Are you a true believer or a skeptic that medical travel will have a significant impact on the U.S. healthcare industry? I've talked to people on both ends of the spectrum and the spaces in between. While some predict emerging global options are the health system's new revolution, others say the barriers between consumers and offshore providers are too difficult for most to overcome.
No matter where you stand on the issue, at this point I haven't heard or read a convincing argument that the opportunity for widespread medical travel is not at least possible. We have plenty of cases of consumers traveling to the other side of the globe to receive surgical procedures that 10 or 20 years ago would have required long and involved inpatient care.
Frequently proponents of globalization cite the high cost of healthcare in America relative to overseas providers as the incendiary factor for medical travel's explosive growth. In the next five to 10 years we'll know for sure, but we'll need to see if these four aspects of the industry evolve enough to support outbound medical travel.
Technology coordinates care
The issue is not whether the technology exists; it does. The know-how and equipment necessary to monitor patients in remote locations, for providers dispersed across the globe to exchange data and ideas, for patients to access and use their health information. We have or can develop all of that. The real questions are: Will enough providers adopt the technology to support distance medicine? And will enough consumers use EHRs in meaningful ways to make healthcare choices?

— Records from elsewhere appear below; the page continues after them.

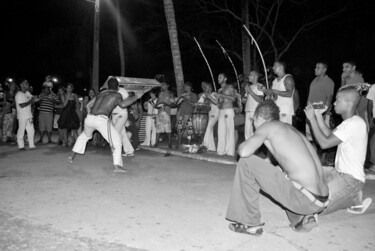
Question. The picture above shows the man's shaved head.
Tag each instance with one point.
(351, 95)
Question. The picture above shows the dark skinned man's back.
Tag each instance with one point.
(105, 102)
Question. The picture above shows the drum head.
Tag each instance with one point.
(179, 100)
(159, 106)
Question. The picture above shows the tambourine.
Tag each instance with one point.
(180, 100)
(160, 106)
(272, 97)
(361, 88)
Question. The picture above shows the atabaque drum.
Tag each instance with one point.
(201, 108)
(200, 118)
(200, 121)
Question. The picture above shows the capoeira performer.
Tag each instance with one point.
(98, 119)
(209, 140)
(299, 184)
(226, 96)
(119, 119)
(253, 97)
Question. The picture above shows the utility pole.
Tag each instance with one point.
(95, 66)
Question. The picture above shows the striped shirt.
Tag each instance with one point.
(47, 102)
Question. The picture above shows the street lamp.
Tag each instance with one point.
(95, 66)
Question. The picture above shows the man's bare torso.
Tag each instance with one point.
(296, 156)
(225, 103)
(105, 102)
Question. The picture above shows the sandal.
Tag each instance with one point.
(119, 169)
(306, 224)
(244, 229)
(360, 209)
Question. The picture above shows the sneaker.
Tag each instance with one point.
(127, 154)
(305, 224)
(245, 229)
(371, 169)
(360, 209)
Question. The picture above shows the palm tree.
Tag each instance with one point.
(119, 38)
(175, 47)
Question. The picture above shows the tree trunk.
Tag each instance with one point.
(95, 67)
(246, 58)
(119, 38)
(175, 47)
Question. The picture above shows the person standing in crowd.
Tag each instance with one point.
(9, 111)
(371, 137)
(321, 92)
(185, 113)
(119, 120)
(283, 88)
(297, 184)
(24, 100)
(46, 108)
(163, 118)
(173, 113)
(213, 117)
(135, 112)
(253, 97)
(347, 178)
(99, 110)
(58, 110)
(350, 74)
(239, 117)
(225, 96)
(149, 106)
(69, 120)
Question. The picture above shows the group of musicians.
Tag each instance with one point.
(198, 114)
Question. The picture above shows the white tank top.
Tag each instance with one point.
(285, 104)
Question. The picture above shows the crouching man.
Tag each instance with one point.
(298, 183)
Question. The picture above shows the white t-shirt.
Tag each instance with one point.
(371, 96)
(174, 110)
(124, 95)
(351, 153)
(23, 113)
(251, 103)
(285, 104)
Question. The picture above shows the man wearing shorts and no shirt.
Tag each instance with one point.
(98, 119)
(298, 184)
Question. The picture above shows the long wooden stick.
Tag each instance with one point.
(208, 65)
(231, 62)
(260, 53)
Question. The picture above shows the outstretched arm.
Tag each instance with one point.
(123, 103)
(322, 133)
(289, 86)
(248, 147)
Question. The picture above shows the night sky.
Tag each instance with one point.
(55, 37)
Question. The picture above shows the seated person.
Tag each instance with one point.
(298, 184)
(347, 178)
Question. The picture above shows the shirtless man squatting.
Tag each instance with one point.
(298, 183)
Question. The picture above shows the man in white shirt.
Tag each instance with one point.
(347, 178)
(371, 112)
(24, 100)
(253, 97)
(283, 87)
(119, 119)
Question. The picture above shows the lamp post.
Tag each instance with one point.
(95, 66)
(95, 57)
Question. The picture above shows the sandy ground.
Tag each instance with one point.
(162, 203)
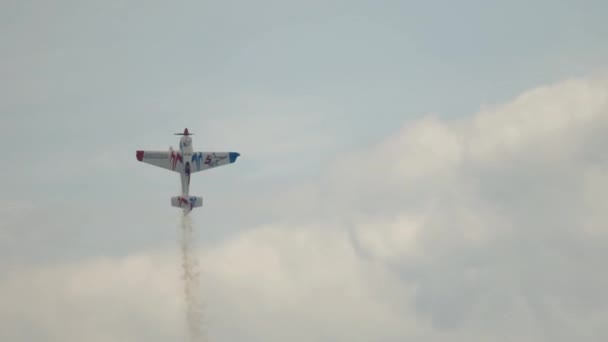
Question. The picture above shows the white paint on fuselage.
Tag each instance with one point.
(185, 148)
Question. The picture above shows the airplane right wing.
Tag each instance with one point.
(170, 160)
(206, 160)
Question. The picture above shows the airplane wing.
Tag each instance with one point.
(206, 160)
(170, 160)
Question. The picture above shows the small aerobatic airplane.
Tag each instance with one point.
(185, 162)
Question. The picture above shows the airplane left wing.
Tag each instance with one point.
(170, 160)
(206, 160)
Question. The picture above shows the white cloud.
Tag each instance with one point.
(490, 227)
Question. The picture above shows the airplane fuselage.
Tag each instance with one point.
(185, 148)
(186, 161)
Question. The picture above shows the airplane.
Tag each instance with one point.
(185, 162)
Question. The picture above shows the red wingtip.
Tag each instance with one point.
(139, 155)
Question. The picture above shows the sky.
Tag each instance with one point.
(408, 170)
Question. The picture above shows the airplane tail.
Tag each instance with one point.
(186, 203)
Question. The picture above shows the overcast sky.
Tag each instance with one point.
(408, 171)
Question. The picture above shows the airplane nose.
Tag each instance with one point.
(232, 156)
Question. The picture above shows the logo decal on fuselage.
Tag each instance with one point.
(175, 157)
(197, 158)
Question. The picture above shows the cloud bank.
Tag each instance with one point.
(490, 227)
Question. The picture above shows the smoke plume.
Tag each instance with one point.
(194, 305)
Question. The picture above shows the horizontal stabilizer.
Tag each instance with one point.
(186, 202)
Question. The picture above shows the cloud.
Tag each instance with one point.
(490, 227)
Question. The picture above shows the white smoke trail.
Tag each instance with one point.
(194, 305)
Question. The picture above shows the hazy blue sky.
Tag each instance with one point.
(300, 89)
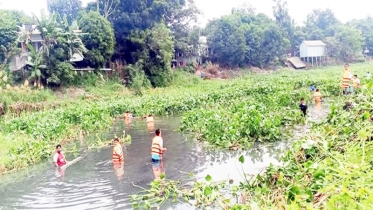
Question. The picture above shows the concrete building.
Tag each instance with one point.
(312, 52)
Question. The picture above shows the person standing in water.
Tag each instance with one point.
(118, 159)
(312, 88)
(303, 107)
(157, 150)
(369, 76)
(59, 158)
(59, 161)
(317, 96)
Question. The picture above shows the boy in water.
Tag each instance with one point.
(312, 88)
(303, 107)
(317, 96)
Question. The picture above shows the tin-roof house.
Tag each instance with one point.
(31, 33)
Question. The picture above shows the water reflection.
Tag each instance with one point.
(92, 184)
(158, 169)
(119, 170)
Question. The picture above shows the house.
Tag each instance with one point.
(313, 52)
(31, 33)
(18, 62)
(180, 59)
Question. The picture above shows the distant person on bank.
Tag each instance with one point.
(157, 148)
(317, 96)
(356, 82)
(369, 76)
(59, 161)
(312, 88)
(303, 107)
(59, 158)
(346, 78)
(118, 159)
(150, 122)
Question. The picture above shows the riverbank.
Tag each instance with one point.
(30, 138)
(328, 168)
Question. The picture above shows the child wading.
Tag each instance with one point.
(303, 107)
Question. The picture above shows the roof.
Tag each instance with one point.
(297, 62)
(314, 43)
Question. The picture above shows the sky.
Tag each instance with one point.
(344, 10)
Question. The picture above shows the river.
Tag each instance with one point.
(92, 182)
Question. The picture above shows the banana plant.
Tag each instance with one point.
(34, 60)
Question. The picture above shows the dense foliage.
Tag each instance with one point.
(68, 8)
(98, 39)
(328, 168)
(246, 38)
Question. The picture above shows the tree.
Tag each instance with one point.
(345, 44)
(59, 44)
(185, 37)
(227, 41)
(155, 50)
(246, 38)
(284, 21)
(322, 19)
(99, 39)
(366, 28)
(105, 7)
(68, 8)
(10, 20)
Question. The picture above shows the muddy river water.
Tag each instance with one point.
(92, 183)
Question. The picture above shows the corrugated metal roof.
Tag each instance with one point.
(314, 43)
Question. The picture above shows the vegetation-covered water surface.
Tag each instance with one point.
(73, 71)
(329, 167)
(230, 114)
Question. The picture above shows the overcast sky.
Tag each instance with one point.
(344, 9)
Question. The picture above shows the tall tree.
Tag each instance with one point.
(10, 20)
(99, 39)
(345, 44)
(366, 28)
(59, 44)
(68, 8)
(284, 21)
(155, 50)
(105, 7)
(322, 19)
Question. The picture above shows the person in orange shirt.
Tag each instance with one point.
(128, 118)
(118, 159)
(356, 82)
(346, 78)
(317, 97)
(157, 150)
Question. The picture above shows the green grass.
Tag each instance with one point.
(331, 165)
(331, 168)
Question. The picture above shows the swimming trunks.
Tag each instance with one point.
(156, 162)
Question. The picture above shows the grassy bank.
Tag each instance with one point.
(330, 168)
(248, 103)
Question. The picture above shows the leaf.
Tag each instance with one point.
(207, 191)
(308, 144)
(241, 159)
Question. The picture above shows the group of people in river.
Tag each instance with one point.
(349, 85)
(156, 151)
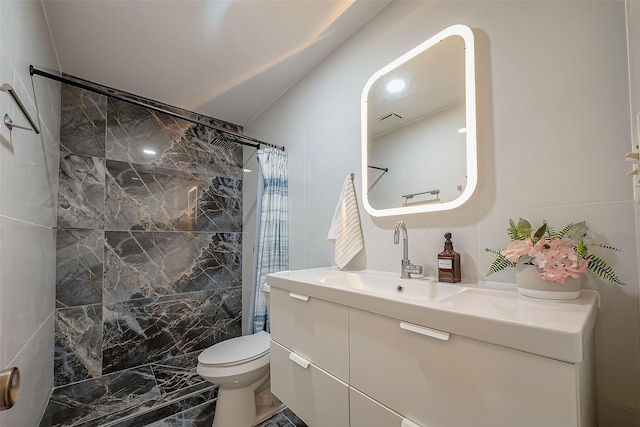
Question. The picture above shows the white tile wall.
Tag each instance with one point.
(553, 131)
(28, 199)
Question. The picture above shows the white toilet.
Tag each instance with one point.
(240, 368)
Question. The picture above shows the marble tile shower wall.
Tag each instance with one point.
(148, 243)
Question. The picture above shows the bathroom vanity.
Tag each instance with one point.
(368, 349)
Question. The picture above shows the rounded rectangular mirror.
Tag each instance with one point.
(419, 151)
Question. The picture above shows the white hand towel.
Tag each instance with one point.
(345, 227)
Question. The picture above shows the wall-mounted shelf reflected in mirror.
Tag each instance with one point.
(419, 120)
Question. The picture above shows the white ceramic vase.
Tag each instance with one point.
(529, 284)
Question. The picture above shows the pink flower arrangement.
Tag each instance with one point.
(557, 254)
(557, 259)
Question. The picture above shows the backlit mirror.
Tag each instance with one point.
(419, 128)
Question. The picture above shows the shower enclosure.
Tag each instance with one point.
(149, 259)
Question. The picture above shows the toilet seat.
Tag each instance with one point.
(236, 351)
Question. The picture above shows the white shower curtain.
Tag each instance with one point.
(272, 252)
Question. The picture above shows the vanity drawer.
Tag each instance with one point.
(443, 380)
(317, 397)
(315, 329)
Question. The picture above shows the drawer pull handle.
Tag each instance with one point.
(433, 333)
(299, 360)
(408, 423)
(299, 296)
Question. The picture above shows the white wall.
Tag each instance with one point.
(553, 114)
(28, 199)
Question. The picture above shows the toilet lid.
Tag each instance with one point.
(236, 350)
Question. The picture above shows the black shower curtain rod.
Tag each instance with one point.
(256, 143)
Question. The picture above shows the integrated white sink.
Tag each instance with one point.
(386, 286)
(482, 311)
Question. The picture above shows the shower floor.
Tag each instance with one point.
(156, 396)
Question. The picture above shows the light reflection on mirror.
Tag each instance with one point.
(419, 140)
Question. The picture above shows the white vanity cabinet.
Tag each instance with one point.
(310, 357)
(445, 380)
(341, 358)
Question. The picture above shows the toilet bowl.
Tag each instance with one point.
(240, 368)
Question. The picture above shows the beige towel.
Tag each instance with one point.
(345, 227)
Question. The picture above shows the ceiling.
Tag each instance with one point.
(226, 59)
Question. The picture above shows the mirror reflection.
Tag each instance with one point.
(419, 128)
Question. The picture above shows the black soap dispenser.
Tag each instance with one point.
(449, 262)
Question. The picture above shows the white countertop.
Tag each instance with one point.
(487, 311)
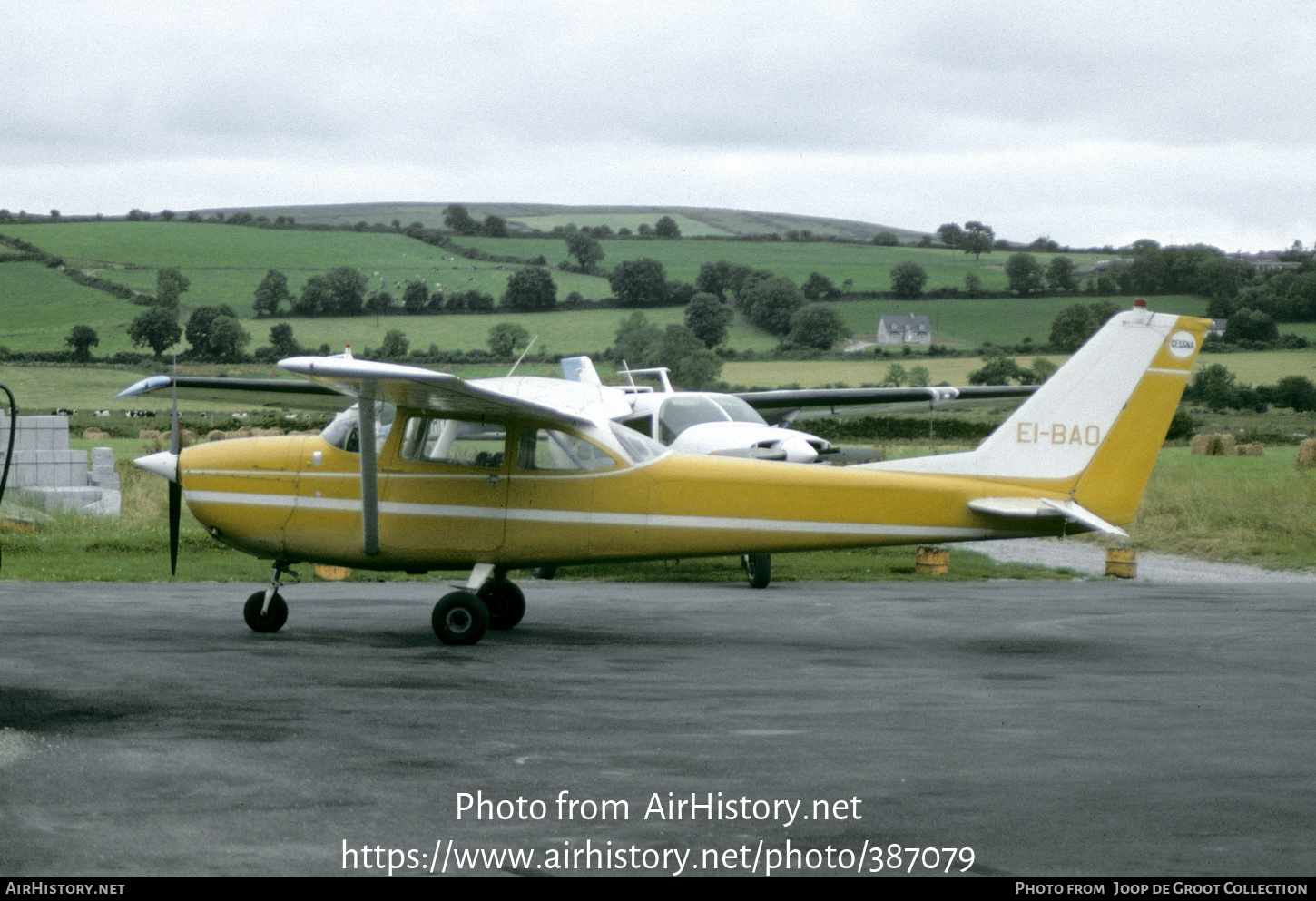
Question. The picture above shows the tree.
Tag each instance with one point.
(770, 304)
(666, 228)
(316, 298)
(1024, 274)
(1251, 325)
(531, 289)
(638, 342)
(715, 279)
(1061, 274)
(1215, 387)
(708, 318)
(82, 339)
(283, 342)
(638, 283)
(271, 293)
(999, 371)
(1070, 328)
(950, 234)
(1075, 324)
(458, 219)
(973, 284)
(978, 240)
(907, 280)
(506, 338)
(157, 329)
(349, 291)
(819, 327)
(170, 284)
(585, 249)
(395, 345)
(819, 287)
(379, 301)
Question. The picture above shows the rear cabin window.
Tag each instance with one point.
(453, 442)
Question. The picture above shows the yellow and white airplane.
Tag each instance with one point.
(432, 473)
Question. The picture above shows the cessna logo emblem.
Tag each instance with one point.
(1182, 345)
(1057, 433)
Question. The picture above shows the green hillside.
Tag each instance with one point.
(544, 217)
(225, 263)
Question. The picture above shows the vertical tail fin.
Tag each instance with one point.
(1094, 429)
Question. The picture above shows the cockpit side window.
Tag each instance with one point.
(453, 442)
(683, 411)
(344, 432)
(550, 450)
(739, 409)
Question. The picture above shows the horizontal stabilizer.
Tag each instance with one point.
(1046, 506)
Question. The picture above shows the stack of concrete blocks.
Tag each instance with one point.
(49, 475)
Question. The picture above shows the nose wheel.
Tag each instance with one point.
(266, 616)
(266, 611)
(758, 568)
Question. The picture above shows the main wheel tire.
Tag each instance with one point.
(758, 570)
(505, 602)
(271, 620)
(459, 619)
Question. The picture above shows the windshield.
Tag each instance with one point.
(344, 432)
(679, 412)
(638, 446)
(739, 409)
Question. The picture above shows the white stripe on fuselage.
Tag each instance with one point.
(584, 517)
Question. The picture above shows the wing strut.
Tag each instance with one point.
(368, 470)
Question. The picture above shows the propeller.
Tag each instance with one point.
(175, 489)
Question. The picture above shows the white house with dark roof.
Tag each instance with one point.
(901, 330)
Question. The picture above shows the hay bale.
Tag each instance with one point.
(1307, 454)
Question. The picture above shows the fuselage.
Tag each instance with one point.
(299, 499)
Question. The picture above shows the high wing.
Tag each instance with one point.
(783, 406)
(280, 394)
(332, 382)
(414, 387)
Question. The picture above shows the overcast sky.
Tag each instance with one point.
(1093, 122)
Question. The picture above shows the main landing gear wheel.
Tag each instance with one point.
(505, 602)
(758, 570)
(262, 619)
(459, 619)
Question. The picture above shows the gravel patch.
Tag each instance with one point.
(1090, 559)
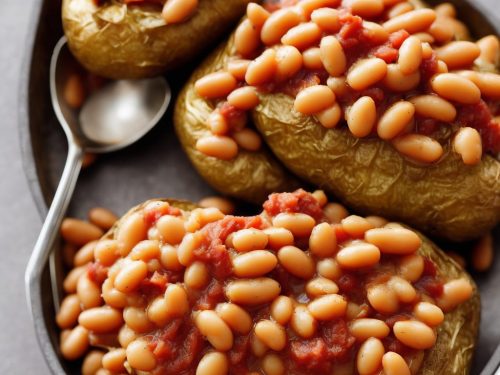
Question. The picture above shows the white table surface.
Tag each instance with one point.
(19, 220)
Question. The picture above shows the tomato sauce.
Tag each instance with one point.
(297, 202)
(179, 346)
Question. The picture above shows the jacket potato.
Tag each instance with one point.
(445, 197)
(447, 348)
(126, 39)
(251, 175)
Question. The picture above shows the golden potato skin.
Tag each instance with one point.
(448, 199)
(250, 176)
(117, 41)
(457, 335)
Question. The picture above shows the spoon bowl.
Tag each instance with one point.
(112, 118)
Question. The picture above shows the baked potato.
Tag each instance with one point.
(443, 195)
(155, 346)
(126, 39)
(251, 175)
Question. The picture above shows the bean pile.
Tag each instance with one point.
(302, 288)
(390, 69)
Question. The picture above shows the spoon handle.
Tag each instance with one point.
(45, 245)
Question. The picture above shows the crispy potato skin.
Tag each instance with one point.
(117, 41)
(457, 335)
(448, 199)
(250, 176)
(456, 340)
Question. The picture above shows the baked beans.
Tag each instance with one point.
(428, 313)
(223, 204)
(410, 55)
(399, 9)
(383, 299)
(196, 275)
(246, 39)
(302, 322)
(332, 56)
(361, 117)
(415, 334)
(367, 8)
(216, 331)
(253, 291)
(366, 73)
(88, 292)
(249, 239)
(312, 58)
(235, 317)
(364, 328)
(278, 24)
(289, 62)
(394, 240)
(257, 15)
(323, 241)
(92, 362)
(419, 147)
(358, 255)
(396, 81)
(335, 212)
(254, 263)
(328, 307)
(321, 286)
(327, 19)
(356, 226)
(302, 36)
(296, 261)
(271, 334)
(273, 365)
(85, 255)
(415, 21)
(101, 319)
(314, 99)
(102, 217)
(452, 86)
(459, 54)
(467, 143)
(490, 49)
(455, 292)
(369, 356)
(114, 360)
(278, 237)
(299, 224)
(213, 363)
(70, 309)
(217, 123)
(75, 344)
(139, 356)
(435, 107)
(170, 291)
(244, 98)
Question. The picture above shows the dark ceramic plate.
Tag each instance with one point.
(157, 167)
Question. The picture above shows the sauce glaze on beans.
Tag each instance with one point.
(373, 55)
(251, 297)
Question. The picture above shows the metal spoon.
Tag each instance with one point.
(113, 118)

Employers stop sponsoring healthcare
We've been seeing this one coming for a while now, and a shaky global economy only gives employers another reason to get out of the business of sponsoring healthcare. A recent example is yesterday's headline in the New York Times that GM needs to drop retirees' health plans. Employers are saying they can't support skyrocketing healthcare costs and stay competitive against global competition. The high cost of care isn't likely to come down anytime soon, so we'll see more employers attempt to delicately remove themselves from providing the benefit. At the same time, employers have a vested interest in their employees' health and could coordinate DM and individual plans for employees.
Healthcare consumerism finally takes hold
If employers coach employees out of sponsored insurance and into individual products with high deductibles, the thinking goes that since they've got skin in the game we will end up with real healthcare consumers. These consumers will shop for healthcare procedures the way they shop for cars, homes, and vacations. They will use the Internet to gather and compare information on price and quality and make informed decisions. And if the comparison is a $40,000 knee replacement in the U.S. versus $9,000 at a JCI-accredited hospital in India (including airfare), the barriers for medical travel won't seem so great anymore.
U.S. providers mount a response
Now if all of the above fall into place as some analysts predict they will, the last area to consider is how U.S. providers might respond. If pre- and post-operative opportunities emerge, one response could be that American providers see that they cannot compete on value and find ways of joining with offshore hospitals to provide a continuum of care for patients that choose the medical travel option. Another possibility is that we see more cases like Hannaford Bros Co., in which the supermarket chain added a medical travel option and soon found U.S. providers willing to make counteroffers.
There are a lot of ifs in this week's forward-looking column. While I've stated before that I don't yet consider U.S. outbound medical travel a major trend, it is a development worth watching very closely. In the healthcare industry especially, time is fleeting and these changes could be confronting us even quicker than we thought. As I consider these factors, I find myself becoming a believer more and more.